The car was a black 2016 Nissan Subaru Forester with the license plate number OTG-027. Ries’s skis and ski boots were inside. She filed a claim with her insurance company and is relying on the bus and friends until she can get a new car or a rental car.
Even now, the roommates are still discovering that some of their belongings are missing.
“I just figured out one of my backpacks is missing, so I don’t know if that was being used to carry stuff in,” Meis said.
The women reached out to their neighbors on NextDoor to ask if anyone had seen anything and to warn them about the burglary.
“People have shared similar stories and success stories with cars found either locally or in other states, so I’m pretty hopeful,” Ries said.
She was overwhelmed by the number of neighbors who reached out to her online afterward.
“I was reading comments to friends and family and we all just felt a little sigh of relief that there’s so many nice people around here with cameras in the alley,” Ries said.
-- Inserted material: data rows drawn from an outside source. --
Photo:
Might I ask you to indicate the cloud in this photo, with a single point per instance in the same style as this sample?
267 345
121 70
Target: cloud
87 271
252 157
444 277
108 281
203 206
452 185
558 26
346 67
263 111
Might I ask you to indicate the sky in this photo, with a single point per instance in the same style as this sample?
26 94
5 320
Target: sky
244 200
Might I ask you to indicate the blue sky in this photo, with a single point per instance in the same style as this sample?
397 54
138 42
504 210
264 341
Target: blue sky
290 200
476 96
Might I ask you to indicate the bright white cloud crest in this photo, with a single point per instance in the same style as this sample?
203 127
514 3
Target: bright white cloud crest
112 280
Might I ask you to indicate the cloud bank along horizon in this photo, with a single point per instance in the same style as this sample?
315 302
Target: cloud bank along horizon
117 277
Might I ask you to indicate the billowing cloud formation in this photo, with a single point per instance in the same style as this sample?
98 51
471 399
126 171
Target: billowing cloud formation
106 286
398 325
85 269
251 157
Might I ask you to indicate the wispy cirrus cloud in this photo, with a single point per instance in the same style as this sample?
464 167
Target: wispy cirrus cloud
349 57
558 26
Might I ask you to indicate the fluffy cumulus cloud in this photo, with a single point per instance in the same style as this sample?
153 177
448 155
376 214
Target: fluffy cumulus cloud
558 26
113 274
The roommates, who have been renting the home for about two years, didn’t stay in the home for a few days afterward until they can get the door fixed. They’re looking into a home security system and some are moving out.
The women are still nervous about returning home and trying to overcome the loss of security they feel in the aftermath of the burglary.
“Nothing like this has ever happened to me before so [it] just brings up a lot of anxiety and insecurity, and we love this house and it’s always been such a safe haven, but now I just feels tainted and ruined,” Meis said.
Still, the women are thankful for their neighbors and the help they’ve gotten after the burglary.
“I have a lot of good friends and a good support system here that have offered to give me rides and I can take the bus so it’s not horrible but I do feel like a limb is missing,” Ries said of her car.
Anyone with information about this burglary is encouraged to call the police.